Ce constat de crise latente des pays du CCG est habituellement minimisé au motif que les régimes ont lancé d’ambitieux programmes de modernisation économique. Or, s’il est vrai que depuis 2008 les monarchies ont fait preuve de réformisme, les politiques mises en place sont toutes de nature à consolider les structures rentières existantes.

La production agricole et manufacturière reste atone, représentant, comme en 2000, 11 % du PIB régional. Le Golfe continue d’importer quasiment tous types de biens : des pistaches aux Hummer, en passant par les climatiseurs et les panneaux solaires. De même, à l’exception de Bahreïn, les Etats du CCG sont importateurs nets de services.

Si l’immobilier, la construction, le tourisme, la logistique, la finance voire l’industrie pétrochimique ont le vent en poupe, leur dynamisme n’est qu’apparent. Les économies du Golfe sont en effet sous perfusion des réinvestissements de la manne financière qui s’élevaient, en 2011, à 2 400 milliards de dollars, soit deux fois le PIB régional.

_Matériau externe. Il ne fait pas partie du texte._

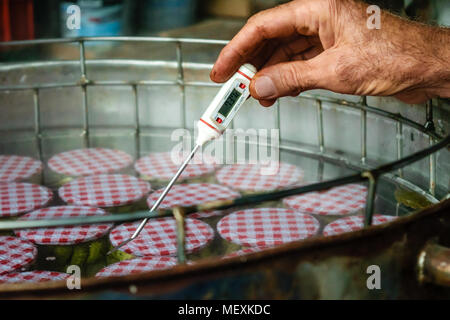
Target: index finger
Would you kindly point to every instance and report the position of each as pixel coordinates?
(280, 22)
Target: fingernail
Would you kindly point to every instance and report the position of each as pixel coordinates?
(265, 87)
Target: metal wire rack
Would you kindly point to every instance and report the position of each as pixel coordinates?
(366, 173)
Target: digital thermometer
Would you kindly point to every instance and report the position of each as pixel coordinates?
(211, 125)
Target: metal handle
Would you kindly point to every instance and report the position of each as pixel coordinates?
(434, 265)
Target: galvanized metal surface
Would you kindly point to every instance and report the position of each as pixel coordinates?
(324, 268)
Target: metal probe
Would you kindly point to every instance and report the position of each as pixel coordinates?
(160, 199)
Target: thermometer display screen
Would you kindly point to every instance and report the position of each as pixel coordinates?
(230, 102)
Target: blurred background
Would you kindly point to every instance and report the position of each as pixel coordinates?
(218, 19)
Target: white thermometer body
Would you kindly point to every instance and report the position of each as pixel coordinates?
(211, 125)
(225, 105)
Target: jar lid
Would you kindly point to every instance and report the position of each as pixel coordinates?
(19, 197)
(353, 223)
(266, 227)
(137, 265)
(64, 235)
(33, 276)
(16, 168)
(104, 190)
(250, 177)
(90, 161)
(335, 201)
(160, 166)
(243, 252)
(192, 194)
(15, 254)
(159, 237)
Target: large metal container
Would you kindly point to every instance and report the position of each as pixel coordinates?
(133, 99)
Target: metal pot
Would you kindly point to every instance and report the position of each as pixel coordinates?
(134, 104)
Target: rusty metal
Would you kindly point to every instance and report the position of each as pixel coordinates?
(302, 269)
(333, 267)
(434, 264)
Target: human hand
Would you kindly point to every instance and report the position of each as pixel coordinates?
(326, 44)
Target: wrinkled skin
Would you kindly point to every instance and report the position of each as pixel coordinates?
(326, 44)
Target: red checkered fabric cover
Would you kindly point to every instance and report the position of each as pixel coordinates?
(353, 223)
(15, 254)
(104, 190)
(192, 194)
(19, 197)
(243, 252)
(160, 166)
(33, 276)
(16, 168)
(266, 227)
(93, 161)
(64, 235)
(137, 265)
(249, 177)
(158, 238)
(335, 201)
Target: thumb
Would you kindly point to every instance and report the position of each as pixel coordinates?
(289, 78)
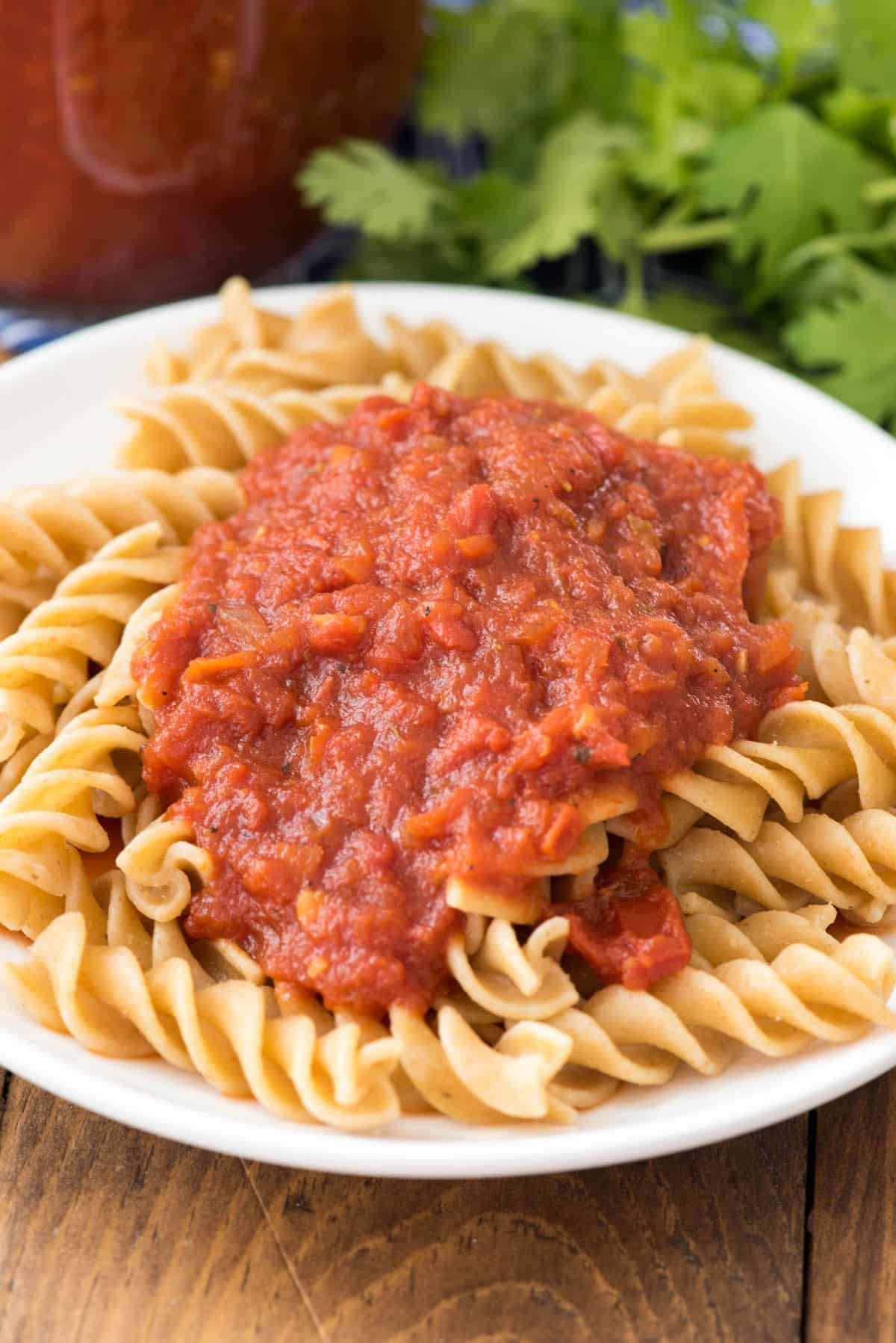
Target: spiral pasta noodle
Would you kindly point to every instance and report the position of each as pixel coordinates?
(849, 864)
(254, 376)
(49, 532)
(841, 565)
(47, 660)
(225, 1030)
(324, 345)
(768, 838)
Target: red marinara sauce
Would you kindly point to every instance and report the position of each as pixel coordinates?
(629, 928)
(433, 633)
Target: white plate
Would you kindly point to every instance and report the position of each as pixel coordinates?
(57, 424)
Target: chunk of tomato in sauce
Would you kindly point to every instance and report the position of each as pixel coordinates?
(629, 928)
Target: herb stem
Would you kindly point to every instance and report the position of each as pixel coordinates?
(684, 237)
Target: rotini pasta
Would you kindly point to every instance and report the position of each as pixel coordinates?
(49, 532)
(847, 864)
(771, 838)
(49, 658)
(254, 376)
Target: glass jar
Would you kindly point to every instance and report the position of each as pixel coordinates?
(149, 146)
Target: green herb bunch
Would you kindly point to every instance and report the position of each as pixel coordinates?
(758, 133)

DES PROJETS EXUBÉRANTS FLEURISSENT

Malgré ces sommes astronomiques, ces activités n’arrivent pas à dynamiser le marché de l’emploi. Dans de telles conditions, il n’est pas interdit de s’interroger sur la pertinence des projets exubérants qui fleurissent dans la région : pistes de ski en plein désert, îlots artificiels recréant la carte du monde à Dubaï, complexe hôtelier sous-marin aux EAU.

La stratégie de multiplication des flux de rentes, notamment par les placements des fonds souverains à l’étranger, permettra certainement de fournir un apport financier substantiel à ces pays ; voire, comme le prévoit le Qatar, de générer à l’horizon 2030 des revenus équivalents à ceux des hydrocarbures aujourd’hui.

Pour autant, à l’image de l’argent du pétrole actuellement, ces nouvelles ressources ne répondront ni au besoin d’emplois, ni à l’emballement de la dépense publique et de la consommation énergétique.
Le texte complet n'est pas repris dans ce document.